ALBERTA Daisy (Schenck) ADAMS
• Native Rights
Inducted: 2010
Deceased: 2009
ALBERTA Daisy (Schenck) ADAMS
As a teenager, Alberta Schenck knew segregation was wrong and she set out to do something about it. After being removed from a segregated movie theater in Nome, she was jailed because the theater’s policies forbade Natives and ‘half-breeds’ from sitting with whites. She subsequently spoke out in a historical essay that appeared in the Nome Nugget in 1944 and she followed up by writing to elected officials expressing the sentiment that was echoed later in the civil rights movement of the 1950s: “I only truthfully know that I am one of God’s children regardless of race, color or creed.” She directly helped to bring about the Alaska Civil Rights Act passed by the Territorial Legislature 10 years before the Brown vs. the Board of Education decision.

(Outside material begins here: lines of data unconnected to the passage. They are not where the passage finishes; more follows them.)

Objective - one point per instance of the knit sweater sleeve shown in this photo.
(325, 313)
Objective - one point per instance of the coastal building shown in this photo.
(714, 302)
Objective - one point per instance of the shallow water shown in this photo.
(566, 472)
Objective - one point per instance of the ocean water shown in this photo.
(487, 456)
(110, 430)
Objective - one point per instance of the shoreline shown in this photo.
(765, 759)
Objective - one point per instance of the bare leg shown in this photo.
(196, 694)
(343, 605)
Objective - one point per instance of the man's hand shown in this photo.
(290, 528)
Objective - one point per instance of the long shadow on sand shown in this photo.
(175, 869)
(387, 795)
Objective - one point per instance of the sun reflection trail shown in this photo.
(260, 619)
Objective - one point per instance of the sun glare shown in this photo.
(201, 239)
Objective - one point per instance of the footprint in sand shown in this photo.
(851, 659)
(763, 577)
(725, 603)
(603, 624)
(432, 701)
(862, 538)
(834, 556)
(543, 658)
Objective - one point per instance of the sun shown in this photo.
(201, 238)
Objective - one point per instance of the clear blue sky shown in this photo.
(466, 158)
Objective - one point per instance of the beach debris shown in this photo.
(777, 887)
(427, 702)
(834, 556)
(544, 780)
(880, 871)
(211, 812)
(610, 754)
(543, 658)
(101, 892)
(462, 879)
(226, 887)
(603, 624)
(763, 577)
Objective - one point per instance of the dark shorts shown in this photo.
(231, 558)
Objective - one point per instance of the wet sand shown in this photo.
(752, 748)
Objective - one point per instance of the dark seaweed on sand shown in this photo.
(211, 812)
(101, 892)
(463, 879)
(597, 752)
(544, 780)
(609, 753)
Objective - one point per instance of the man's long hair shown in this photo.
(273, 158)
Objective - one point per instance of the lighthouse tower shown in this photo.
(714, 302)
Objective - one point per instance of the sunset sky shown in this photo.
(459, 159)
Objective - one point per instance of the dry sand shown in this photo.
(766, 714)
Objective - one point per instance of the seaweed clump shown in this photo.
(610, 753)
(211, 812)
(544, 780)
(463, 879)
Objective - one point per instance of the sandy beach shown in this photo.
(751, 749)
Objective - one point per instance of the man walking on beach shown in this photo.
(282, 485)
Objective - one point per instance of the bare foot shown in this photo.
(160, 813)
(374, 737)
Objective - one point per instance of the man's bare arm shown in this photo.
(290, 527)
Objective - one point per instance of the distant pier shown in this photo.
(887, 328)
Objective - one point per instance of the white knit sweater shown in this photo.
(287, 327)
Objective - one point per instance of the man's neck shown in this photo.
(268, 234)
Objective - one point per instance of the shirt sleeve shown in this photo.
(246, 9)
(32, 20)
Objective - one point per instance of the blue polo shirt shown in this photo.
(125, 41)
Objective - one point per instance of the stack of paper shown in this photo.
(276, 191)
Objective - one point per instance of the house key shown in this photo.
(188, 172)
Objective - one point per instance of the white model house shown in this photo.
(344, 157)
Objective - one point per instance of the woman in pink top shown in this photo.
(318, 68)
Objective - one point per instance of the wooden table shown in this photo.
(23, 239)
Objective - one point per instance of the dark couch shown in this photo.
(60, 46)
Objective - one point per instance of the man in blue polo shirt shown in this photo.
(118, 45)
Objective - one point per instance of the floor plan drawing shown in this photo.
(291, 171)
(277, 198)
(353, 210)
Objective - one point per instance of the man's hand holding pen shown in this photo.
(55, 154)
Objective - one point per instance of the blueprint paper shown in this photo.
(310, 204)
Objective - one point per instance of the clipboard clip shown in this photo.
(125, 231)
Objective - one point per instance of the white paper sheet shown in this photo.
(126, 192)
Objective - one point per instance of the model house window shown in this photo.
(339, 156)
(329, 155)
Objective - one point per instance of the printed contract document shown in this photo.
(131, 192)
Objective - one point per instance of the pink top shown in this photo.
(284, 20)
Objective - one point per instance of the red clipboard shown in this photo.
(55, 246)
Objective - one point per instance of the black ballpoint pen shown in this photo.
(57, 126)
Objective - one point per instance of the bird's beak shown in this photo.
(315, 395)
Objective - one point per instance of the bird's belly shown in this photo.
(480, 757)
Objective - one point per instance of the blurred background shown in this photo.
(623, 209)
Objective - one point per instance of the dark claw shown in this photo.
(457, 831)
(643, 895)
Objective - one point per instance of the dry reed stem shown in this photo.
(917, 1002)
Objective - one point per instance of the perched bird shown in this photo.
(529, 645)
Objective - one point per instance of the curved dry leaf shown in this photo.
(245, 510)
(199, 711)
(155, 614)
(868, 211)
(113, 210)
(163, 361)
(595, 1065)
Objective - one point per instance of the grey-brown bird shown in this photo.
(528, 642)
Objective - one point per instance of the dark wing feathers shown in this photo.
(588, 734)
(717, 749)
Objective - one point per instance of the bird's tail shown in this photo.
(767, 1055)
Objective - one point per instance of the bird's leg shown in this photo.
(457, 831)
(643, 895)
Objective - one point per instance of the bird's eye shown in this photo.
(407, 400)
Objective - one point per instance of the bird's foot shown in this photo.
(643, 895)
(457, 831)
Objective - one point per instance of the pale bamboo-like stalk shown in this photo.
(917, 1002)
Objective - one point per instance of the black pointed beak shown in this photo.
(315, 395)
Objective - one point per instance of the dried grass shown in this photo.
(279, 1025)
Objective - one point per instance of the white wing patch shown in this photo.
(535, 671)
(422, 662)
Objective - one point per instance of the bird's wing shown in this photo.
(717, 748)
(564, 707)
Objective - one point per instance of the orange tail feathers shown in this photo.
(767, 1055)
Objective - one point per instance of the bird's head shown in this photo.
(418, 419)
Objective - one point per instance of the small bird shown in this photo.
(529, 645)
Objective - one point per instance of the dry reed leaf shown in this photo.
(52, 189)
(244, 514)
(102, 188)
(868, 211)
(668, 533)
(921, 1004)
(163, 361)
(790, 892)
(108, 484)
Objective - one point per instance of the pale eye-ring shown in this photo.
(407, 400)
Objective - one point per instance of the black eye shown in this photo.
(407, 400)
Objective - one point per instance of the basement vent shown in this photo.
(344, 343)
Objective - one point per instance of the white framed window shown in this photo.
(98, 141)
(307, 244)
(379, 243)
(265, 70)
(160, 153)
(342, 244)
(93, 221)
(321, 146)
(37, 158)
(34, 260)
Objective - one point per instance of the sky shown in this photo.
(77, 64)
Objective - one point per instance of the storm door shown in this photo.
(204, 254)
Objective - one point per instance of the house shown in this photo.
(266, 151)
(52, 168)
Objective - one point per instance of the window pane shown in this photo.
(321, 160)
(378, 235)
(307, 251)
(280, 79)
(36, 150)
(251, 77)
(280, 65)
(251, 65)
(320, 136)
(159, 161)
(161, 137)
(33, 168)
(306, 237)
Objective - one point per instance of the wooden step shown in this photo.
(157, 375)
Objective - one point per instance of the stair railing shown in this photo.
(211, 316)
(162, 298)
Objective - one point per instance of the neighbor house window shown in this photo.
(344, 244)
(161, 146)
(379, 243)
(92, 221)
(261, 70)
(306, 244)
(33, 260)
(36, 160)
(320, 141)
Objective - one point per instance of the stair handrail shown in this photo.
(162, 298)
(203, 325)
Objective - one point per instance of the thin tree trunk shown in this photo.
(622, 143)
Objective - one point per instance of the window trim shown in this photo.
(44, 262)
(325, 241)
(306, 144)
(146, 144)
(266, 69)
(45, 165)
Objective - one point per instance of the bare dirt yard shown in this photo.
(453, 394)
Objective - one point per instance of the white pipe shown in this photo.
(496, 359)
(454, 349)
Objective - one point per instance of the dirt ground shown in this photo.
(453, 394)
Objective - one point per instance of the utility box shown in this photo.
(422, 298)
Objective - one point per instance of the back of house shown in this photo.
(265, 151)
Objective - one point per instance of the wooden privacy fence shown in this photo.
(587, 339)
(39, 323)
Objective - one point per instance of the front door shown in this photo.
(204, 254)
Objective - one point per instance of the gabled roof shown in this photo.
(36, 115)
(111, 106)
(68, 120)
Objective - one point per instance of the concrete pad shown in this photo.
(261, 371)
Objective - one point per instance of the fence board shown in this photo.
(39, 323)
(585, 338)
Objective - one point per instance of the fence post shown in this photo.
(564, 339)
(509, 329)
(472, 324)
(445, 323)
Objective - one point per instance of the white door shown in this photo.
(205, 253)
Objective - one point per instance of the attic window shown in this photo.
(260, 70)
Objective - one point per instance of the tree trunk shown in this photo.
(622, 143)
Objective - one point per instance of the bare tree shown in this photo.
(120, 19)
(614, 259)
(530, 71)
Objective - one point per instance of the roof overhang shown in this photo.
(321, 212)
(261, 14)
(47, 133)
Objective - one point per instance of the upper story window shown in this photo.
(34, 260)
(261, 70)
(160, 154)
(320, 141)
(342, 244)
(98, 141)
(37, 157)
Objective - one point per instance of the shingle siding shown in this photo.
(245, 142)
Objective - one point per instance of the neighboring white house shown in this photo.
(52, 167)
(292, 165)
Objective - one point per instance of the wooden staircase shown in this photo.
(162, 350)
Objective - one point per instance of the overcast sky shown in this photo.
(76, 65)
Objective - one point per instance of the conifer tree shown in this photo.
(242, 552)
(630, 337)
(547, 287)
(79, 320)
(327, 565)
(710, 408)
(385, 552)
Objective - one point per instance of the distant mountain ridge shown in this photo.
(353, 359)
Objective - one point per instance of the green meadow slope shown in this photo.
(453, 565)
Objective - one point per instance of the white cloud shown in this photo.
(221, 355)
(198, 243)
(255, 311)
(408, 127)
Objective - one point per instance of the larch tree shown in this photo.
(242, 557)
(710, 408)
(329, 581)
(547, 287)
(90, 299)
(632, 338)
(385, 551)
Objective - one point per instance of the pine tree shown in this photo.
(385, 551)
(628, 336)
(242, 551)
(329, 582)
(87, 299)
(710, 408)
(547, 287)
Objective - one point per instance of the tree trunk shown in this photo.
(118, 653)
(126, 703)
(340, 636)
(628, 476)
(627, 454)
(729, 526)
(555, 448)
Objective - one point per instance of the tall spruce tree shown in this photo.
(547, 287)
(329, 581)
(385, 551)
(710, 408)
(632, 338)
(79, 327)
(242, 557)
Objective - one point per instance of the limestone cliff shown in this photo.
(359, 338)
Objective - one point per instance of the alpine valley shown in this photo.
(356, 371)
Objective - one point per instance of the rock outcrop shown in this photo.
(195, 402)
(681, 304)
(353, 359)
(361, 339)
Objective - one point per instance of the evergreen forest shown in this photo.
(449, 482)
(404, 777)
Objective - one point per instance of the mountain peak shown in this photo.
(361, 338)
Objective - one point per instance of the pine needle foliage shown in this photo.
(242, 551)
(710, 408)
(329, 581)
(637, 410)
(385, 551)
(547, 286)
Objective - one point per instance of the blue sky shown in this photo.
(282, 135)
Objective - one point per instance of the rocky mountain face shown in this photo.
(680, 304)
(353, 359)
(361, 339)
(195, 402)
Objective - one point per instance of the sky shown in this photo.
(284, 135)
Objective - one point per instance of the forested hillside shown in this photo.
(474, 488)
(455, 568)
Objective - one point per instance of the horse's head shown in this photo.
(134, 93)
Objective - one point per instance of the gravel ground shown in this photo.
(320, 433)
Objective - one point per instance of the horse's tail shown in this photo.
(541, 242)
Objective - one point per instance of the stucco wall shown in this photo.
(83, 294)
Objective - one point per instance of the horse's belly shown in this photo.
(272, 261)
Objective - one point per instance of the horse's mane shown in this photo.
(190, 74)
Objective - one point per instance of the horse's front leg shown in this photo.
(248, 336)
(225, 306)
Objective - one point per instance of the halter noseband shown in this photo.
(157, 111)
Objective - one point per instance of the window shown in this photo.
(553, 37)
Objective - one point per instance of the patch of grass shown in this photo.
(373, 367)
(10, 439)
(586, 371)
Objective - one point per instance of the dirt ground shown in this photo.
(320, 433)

Much of Alberta’s advocacy was linked to her family, in particular, her Aunt Frances Longley and Frances’ partner, Territorial Senator O.D. Cochran, their children, and friend, Ernest Gruening. Alberta’s unique family relationships allowed her to share her ideas with people directly involved in voting on the Alaska Civil Rights Act. Alberta’s aunt was a member of the Arctic Native Sisterhood in Nome which provided the connection with Roy and Elizabeth Peratrovich. Alberta was able to provide crucial testimony from Northwestern Alaska that directly contributed to the passage of the Anti-Discrimination Bill.
Throughout her life, Alberta Daisy Schenck Adams believed it is not possible to hold moral norms without practical compassion for the very people to whom Truth is spoken with love, even if they disagree.